Ricochets de la mémoire : hier, l’anniversaire du Débarquement, aujourd’hui, le centenaire du chef d’orchestre Jacques Hélian dont la Fleur de Paris (celle que le pharmacien dorlotait dans un bocal…) est devenue l’hymne de la Libération. On ne se bouscule pas au sous-sol du columbarium du Père-Lachaise (case 15672) pour lui rendre visite. Je n’ai même pas souvenir avoir croisé quiconque le recherchant, depuis bientôt vingt-six ans, qu’il y repose. On ne m’a jamais non plus posé la moindre question à son sujet.

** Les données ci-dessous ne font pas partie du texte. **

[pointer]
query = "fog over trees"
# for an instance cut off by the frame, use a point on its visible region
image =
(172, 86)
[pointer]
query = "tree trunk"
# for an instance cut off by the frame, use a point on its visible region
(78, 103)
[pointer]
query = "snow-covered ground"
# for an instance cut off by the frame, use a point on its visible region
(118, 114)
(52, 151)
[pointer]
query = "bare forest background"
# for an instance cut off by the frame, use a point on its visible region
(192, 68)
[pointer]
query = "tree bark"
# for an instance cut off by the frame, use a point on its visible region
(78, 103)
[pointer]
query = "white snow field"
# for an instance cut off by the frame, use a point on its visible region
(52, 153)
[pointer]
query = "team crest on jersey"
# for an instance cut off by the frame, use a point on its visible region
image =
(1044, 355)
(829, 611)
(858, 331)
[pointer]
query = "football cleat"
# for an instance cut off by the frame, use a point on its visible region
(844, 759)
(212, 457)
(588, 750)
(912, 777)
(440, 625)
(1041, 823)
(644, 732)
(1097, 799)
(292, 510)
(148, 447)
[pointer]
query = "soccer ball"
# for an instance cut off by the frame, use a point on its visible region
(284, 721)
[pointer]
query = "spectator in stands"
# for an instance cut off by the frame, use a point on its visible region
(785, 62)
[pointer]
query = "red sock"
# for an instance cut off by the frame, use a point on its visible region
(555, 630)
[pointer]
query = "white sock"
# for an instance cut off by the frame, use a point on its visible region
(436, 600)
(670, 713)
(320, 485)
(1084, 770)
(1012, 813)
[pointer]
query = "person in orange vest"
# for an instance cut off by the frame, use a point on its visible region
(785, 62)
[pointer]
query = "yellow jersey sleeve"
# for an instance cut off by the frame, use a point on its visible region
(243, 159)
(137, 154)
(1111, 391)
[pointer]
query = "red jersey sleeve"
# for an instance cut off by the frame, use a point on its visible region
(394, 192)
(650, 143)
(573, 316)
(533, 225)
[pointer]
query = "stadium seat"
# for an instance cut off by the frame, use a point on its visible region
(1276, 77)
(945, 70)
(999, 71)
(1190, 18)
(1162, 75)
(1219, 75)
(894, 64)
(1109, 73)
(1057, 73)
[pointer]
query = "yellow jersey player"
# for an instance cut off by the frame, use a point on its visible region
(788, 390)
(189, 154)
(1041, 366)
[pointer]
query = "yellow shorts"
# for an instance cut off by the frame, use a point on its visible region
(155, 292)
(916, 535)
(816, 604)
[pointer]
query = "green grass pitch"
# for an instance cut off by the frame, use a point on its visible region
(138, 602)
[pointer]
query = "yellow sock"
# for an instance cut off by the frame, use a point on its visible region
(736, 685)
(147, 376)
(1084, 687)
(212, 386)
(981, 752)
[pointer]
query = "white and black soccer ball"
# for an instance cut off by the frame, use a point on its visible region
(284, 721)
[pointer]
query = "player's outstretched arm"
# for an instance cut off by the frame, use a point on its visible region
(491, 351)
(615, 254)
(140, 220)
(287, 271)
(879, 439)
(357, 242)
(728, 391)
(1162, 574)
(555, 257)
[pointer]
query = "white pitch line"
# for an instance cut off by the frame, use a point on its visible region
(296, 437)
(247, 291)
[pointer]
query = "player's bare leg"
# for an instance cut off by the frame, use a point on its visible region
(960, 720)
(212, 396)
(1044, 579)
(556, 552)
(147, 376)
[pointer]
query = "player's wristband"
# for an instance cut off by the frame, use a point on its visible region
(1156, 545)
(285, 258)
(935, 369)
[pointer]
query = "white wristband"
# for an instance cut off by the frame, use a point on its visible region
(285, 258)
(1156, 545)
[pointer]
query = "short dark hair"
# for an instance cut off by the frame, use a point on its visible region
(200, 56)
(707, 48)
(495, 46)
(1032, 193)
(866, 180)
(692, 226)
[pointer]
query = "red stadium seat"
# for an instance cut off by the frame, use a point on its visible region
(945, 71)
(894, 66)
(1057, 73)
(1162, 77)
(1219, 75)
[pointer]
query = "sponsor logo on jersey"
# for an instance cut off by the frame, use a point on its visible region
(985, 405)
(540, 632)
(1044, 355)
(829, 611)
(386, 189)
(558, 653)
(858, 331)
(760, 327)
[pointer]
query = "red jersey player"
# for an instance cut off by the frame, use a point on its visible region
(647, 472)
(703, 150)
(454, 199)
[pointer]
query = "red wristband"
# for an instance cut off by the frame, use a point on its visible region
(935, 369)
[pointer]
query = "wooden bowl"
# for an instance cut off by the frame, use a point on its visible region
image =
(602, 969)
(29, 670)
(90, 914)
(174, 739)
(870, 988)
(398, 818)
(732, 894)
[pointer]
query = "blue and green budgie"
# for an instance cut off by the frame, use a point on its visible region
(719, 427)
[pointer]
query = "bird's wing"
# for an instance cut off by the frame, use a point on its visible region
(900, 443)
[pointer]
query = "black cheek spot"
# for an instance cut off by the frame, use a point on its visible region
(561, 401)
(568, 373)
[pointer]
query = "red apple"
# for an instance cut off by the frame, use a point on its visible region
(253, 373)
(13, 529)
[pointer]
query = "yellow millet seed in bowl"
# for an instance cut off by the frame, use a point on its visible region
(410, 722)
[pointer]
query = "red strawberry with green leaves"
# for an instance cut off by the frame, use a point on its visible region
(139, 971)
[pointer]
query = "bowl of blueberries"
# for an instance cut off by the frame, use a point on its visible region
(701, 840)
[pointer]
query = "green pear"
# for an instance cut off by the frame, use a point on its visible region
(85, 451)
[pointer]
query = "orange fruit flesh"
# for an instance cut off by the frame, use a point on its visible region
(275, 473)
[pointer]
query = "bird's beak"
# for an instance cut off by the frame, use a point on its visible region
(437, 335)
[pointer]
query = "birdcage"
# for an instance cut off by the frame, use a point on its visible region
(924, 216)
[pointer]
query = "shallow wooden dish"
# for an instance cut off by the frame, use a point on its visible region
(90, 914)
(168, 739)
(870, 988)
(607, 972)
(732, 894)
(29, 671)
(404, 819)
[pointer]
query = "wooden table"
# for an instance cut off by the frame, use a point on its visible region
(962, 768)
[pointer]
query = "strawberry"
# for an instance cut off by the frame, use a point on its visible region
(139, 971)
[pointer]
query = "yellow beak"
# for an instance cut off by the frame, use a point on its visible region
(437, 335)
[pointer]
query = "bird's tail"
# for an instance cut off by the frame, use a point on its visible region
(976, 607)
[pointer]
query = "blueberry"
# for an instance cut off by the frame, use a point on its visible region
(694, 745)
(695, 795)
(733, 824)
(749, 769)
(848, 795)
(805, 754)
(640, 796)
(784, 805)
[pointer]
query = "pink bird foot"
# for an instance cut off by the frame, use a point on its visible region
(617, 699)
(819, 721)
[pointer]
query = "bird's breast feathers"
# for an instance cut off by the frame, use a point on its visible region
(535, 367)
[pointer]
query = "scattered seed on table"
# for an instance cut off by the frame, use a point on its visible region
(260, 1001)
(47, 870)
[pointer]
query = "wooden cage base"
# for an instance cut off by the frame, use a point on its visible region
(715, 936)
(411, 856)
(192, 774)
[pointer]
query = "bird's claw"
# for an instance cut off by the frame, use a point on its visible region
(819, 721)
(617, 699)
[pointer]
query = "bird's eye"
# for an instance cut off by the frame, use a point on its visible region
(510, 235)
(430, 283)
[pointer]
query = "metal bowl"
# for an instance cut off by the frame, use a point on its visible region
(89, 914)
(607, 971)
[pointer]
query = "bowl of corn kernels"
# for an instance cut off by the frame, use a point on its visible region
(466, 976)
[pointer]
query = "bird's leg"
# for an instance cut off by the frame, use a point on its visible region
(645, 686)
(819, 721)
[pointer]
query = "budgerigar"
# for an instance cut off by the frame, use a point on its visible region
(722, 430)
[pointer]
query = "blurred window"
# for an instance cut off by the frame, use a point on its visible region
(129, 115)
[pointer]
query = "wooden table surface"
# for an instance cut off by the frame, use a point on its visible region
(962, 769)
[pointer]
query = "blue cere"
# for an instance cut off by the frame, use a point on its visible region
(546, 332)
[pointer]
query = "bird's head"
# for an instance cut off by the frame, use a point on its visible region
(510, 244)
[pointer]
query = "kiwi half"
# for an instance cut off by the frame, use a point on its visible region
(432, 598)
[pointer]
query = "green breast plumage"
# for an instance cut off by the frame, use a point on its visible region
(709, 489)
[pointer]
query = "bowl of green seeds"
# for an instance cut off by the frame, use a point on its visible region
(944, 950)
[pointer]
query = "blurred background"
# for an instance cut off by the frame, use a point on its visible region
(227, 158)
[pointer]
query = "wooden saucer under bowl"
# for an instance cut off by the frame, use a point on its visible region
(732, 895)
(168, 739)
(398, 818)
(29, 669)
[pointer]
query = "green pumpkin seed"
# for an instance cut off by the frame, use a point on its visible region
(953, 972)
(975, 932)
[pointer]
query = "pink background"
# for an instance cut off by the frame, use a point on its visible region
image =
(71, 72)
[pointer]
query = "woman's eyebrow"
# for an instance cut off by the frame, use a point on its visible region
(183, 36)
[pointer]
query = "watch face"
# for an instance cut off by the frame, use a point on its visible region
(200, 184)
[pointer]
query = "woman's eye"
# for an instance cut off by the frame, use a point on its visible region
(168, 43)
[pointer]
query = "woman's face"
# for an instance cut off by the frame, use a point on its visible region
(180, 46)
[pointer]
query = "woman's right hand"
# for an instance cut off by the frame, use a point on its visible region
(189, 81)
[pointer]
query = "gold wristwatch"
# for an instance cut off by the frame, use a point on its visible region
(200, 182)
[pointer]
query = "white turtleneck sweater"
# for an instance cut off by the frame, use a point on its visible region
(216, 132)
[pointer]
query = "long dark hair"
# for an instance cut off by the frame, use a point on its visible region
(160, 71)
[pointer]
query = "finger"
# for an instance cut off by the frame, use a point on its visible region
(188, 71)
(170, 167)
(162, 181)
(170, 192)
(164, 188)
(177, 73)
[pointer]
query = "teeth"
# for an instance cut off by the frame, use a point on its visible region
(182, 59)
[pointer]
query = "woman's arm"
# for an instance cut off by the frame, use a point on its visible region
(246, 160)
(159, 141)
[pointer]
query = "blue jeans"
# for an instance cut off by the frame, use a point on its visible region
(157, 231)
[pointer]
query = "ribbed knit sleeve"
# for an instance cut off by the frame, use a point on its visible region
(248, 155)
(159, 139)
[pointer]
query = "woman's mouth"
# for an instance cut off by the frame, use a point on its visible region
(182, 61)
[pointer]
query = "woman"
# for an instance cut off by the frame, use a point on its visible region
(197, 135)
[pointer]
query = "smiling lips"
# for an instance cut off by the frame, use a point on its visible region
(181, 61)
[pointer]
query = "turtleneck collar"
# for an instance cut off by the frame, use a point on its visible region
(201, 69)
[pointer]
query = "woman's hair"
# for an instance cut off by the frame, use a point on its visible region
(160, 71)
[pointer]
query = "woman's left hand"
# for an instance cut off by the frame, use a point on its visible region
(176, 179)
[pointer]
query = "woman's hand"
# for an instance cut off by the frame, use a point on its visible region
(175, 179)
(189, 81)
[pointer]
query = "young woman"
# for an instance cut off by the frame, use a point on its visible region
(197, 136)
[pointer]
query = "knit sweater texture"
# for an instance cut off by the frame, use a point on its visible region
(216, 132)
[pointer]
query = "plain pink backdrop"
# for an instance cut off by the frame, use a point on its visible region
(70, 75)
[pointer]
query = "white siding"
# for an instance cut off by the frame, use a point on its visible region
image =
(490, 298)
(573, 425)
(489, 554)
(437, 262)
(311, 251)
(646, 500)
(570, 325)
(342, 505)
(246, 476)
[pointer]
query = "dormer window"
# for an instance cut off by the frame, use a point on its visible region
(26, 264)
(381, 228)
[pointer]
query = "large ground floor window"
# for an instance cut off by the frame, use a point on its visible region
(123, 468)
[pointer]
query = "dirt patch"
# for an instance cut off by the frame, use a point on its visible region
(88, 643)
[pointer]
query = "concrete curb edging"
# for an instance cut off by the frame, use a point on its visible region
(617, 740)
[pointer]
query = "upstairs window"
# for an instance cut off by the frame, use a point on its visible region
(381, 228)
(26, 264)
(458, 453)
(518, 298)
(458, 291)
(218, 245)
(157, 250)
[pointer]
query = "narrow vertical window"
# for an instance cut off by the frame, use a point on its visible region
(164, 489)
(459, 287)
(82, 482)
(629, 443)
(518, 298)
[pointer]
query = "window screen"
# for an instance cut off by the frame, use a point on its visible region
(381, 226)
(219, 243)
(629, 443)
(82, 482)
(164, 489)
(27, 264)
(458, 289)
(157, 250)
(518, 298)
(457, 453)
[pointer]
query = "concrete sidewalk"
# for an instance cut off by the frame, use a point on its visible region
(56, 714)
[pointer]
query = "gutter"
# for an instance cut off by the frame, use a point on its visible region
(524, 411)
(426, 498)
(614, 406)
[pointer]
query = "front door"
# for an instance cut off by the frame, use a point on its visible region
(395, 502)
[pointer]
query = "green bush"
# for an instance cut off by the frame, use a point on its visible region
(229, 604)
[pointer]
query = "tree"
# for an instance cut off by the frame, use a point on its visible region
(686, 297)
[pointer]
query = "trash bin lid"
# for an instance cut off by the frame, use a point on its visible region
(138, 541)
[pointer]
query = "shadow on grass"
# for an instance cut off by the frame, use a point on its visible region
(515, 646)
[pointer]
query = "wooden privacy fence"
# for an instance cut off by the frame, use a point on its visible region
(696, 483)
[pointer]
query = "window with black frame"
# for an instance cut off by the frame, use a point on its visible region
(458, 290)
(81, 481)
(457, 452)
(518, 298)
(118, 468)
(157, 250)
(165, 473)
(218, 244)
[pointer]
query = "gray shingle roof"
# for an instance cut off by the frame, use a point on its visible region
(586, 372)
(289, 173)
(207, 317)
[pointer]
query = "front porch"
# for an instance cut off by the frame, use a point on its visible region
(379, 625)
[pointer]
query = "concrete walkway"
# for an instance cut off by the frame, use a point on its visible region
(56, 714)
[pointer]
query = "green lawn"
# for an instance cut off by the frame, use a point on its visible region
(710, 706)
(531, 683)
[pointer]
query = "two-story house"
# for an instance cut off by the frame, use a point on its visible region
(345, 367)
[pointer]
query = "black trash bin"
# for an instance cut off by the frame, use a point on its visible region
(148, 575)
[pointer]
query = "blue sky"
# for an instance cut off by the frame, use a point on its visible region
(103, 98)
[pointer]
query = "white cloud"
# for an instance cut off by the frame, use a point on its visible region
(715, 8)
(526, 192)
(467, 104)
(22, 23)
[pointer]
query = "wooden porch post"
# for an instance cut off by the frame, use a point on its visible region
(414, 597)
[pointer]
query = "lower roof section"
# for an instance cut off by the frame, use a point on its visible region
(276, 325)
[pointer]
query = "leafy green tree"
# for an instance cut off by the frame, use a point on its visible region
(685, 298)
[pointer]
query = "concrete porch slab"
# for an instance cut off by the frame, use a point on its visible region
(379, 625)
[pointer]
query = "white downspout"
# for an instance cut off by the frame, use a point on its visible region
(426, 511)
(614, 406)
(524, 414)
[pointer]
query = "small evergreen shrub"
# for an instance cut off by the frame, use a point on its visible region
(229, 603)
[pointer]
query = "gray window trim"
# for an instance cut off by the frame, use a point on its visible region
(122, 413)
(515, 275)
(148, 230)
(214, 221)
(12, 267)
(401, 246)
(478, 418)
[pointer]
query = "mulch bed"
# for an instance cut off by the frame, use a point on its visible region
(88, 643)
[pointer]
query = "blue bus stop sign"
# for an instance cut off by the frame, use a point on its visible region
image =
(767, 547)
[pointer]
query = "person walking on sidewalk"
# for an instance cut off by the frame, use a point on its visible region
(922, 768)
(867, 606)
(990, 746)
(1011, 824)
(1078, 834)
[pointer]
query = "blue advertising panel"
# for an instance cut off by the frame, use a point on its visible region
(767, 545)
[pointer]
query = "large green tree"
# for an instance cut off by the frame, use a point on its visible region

Un auteur au nom prédestiné, Henry Merveilleux, lui a pourtant consacré un bel album, Jacques Hélian et son merveilleux orchestre (Paul Beuscher, 1979). Quant au livre qu’il a lui-même signé Les Grands orchestres de music-hall en France (Fillipacchi, 1984), c’est un ouvrage de référence devenu une rareté. Et si j’en juge, par exemple, l’étonnante vitalité de ces vétérans de la bataille de Bir-Hakeim (juin 1942) qui témoignaient hier soir (à une heure, hélas, dissuasive pour beaucoup) sur France 3, ils doivent être encore nombreux à ne pas l’avoir oublié.
Approche le jour où l’été 1944 ne sera plus raconté par ses protagonistes mais seulement par les historiens. Il en sera alors de Jacques Hélian et de ses musiciens comme de Christiné, Scotto et, plus haut dans le temps, Béranger voire Désaugiers, des ombres dans un décor de moins en moins fidèle à la réalité. Bien sûr, Trenet nous enseigne que les chansons savent courir les rues et la foule les reprendre, un peu distraite. J’ai pourtant le sentiment qu’on n’a jamais si peu fredonné que de nos jours et que c’est à une effarante vitesse que Jacques Hélian s’éloigne.